In [2]:
import numpy as np
import pandas as pd

# Let's generate random data frame with 1000 rows
df = pd.DataFrame({'test': np.random.sample(1000)})
df.head()

Unnamed: 0,test
0,0.115094
1,0.536578
2,0.308461
3,0.963758
4,0.351376


In [3]:
# Let's say we want to add 1 to 'data' column of all the columns.

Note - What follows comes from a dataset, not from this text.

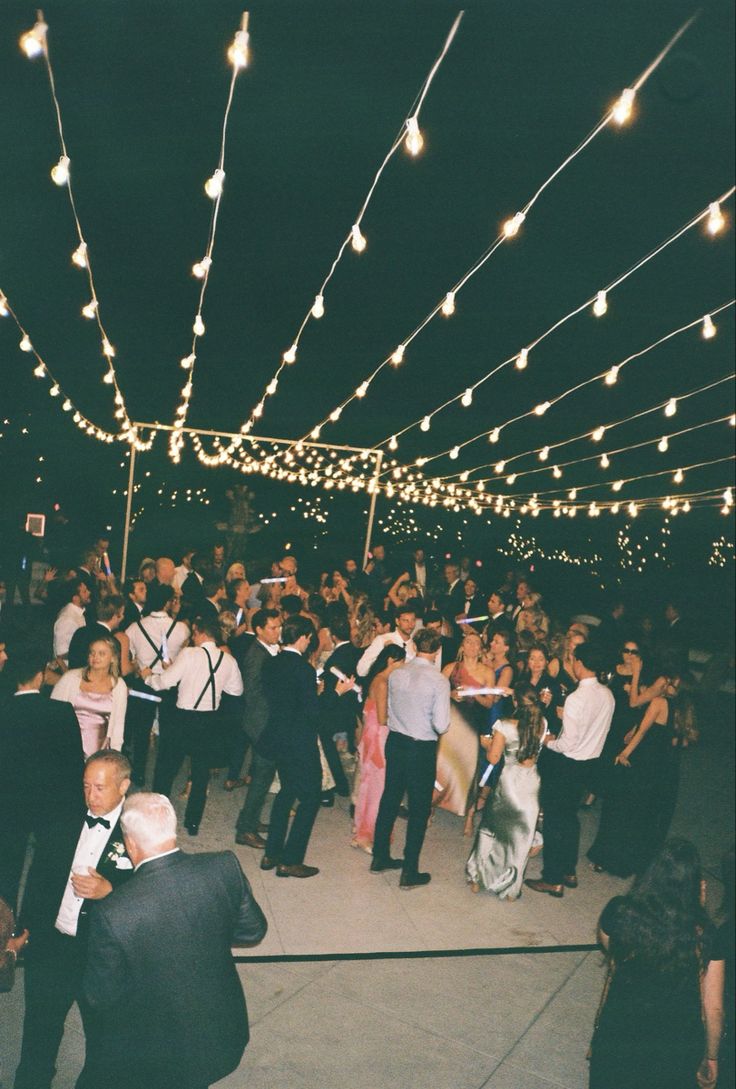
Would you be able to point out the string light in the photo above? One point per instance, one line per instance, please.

# We can either do it with "vectorized addition" (which can add just a number to a vector), like this:
df.test = df.test + 1
df.head()

Unnamed: 0,test
0,1.115094
1,1.536578
2,1.308461
3,1.963758
4,1.351376


In [4]:
# Or we can try to do it with iteration:
for _, row in df.iterrows(): 
    row.test += 1
df.head()

Unnamed: 0,test
0,2.115094
1,2.536578
2,2.308461
3,2.963758
4,2.351376


In [5]:
# Let's measure how fast are both operations:

# Vectorized:
%timeit df.test = df.test + 1

275 µs ± 6.56 µs per loop (mean ± std. dev. of 7 runs, 1000 loops each)


In [6]:
# Iteration:
%timeit for _, row in df.iterrows(): row.test += 1

91.4 ms ± 3.01 ms per loop (mean ± std. dev. of 7 runs, 10 loops each)


In [7]:
ratio = 91.4e-3 / 275e-6
ratio

332.3636363636363

In [8]:
# So, as you see iteration in this case is around 300 times slower!